Edgewood EDC Saving Old, Planning for New
By Vy Townsend Malcik Staff Writer
April 13, 2012 at 2 a.m.
From reclaiming a 132-year-old local cemetery to advertising Heritage Park on a highway billboard, members of Edgewood's Economic Development Corporation (EDC) continue to be about the business of preserving and reminding others of some of the gems of East Texas life and culture.
Called the Northside Cemetery and pre-dating 1880, the grounds, weeds, overgrown trees and turned-over grave markers now make the cemetery hard to find at the south end of Edgewood on FM 859.
The Edgewood Historical Society paid for an official survey to be completed, so much more is known about the landowners outside the 620 foot plot of land where early settlers to the town are buried.
For example, a few outlaws were buried in the far northwest corner because, at that time, they were not allowed a Christian burial inside a cemetery.
Most of the grave markers have been either stolen or thrown about, so it will never be possible to identify those buried there.
However, local historians Elvis and Francene Allen use a "witching stick" which indicates where the magnetic field of the earth below the top soil has been disturbed. That helps in identifying where the graves are, and the EDC plans to place crosses or other markers wherever there is the indication of a grave dug nearly 150 years ago.
Pattizo Humphries Musslewhite, who will direct the restoration, has been in contact with Texas Parks nd Wildlife (TPW) about a possible grant. Such help is more likely because the EDC wants to add tables, benches, landscaping and decorative fencing and call it Edgewood Cemetery and Park. The location is in a minority area and would be an additional place for gatherings and activities – all interests of the TPW.
Additionally, an official Texas State Historical Marker has already been placed there, and state-designated historical sites are of special interest for development by the TPW.
In other business, members were assigned research into the possibilities of a billboard, either on Highway 80 or on I-20 that would indicate the way to Edgewood's Heritage Park and also advertise the annual Heritage Festival that is celebrated every November.
This suggestion came from Brooks Gremmels, the philanthropist who is spearheading the rebuilding of Ben Wheeler. Members Lee Howell and Vy Malcik will bring information on the billboard possibility to the May 14 meeting.
President David Musslewhite never has a shortage of ideas for making Edgewood a good place to live and for businesses to also find a home. He proposed a Front Street Flea Market for the autumn Highway 80 Garage Sale.
Members started planning for that possibility with Board member Helen Howell showing great enthusiasm for such an event.
Lee Howell continues to work through the state's slow bureaucracy for placing permanent large stone signs with "Edgewood Established 1873" at each end of town on Highway 80.
Once approved by TXDOT, bids will be taken for the permanent structures that will lend a special touch of class to the major entrances to Edgewood, much like other East Texas towns have done.

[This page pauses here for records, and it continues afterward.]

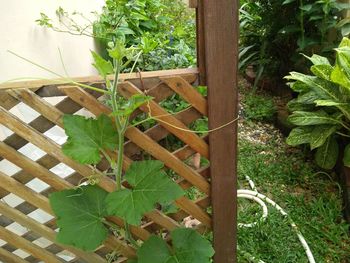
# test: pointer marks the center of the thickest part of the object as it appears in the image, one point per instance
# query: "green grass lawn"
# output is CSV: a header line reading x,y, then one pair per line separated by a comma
x,y
312,199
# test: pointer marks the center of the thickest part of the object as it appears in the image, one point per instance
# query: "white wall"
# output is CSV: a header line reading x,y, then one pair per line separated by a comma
x,y
20,34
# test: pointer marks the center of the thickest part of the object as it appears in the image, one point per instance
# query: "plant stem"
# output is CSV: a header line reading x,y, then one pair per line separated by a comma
x,y
118,169
302,24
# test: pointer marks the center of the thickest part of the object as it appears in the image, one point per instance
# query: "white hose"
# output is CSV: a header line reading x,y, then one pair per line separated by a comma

The March 25 Edgewood Easter Egg Hunt was considered by all to be a huge success with large crowds, generous prizes from Edgewood merchants that were found in the special Golden Eggs and lots of happy children.
Twelve members of Edgewood High School's National Honor Society (NHS) served as docents and assistants at the egg hunt.
To show the appreciation of the EDC, members voted to make a gift of $100 to the NHS Scholarship Fund. High School Principal Kristin Prater will also receive a letter of appreciation from the EDC.
The group has placed banners and smaller signs for Edgewood's emphasis on cleaning up the town during the month of April.
Free dumpsters will be located downtown on Saturday, April 21, for Edgewood citizens to get rid of the junk that is lurking in their yards, garages, storage buildings, pastures, and probably also in some kitchen cabinets!
Always advocates for their hometown, EDC members continue to plan, fund and complete projects that truly do make Edgewood a better place to live. Thank you, David and Pattizo Musslewhite, Helen and Lee Howell, Andy Baker, Diana Wilcoxson and Pam Allen for your continuing work and example of volunteerism.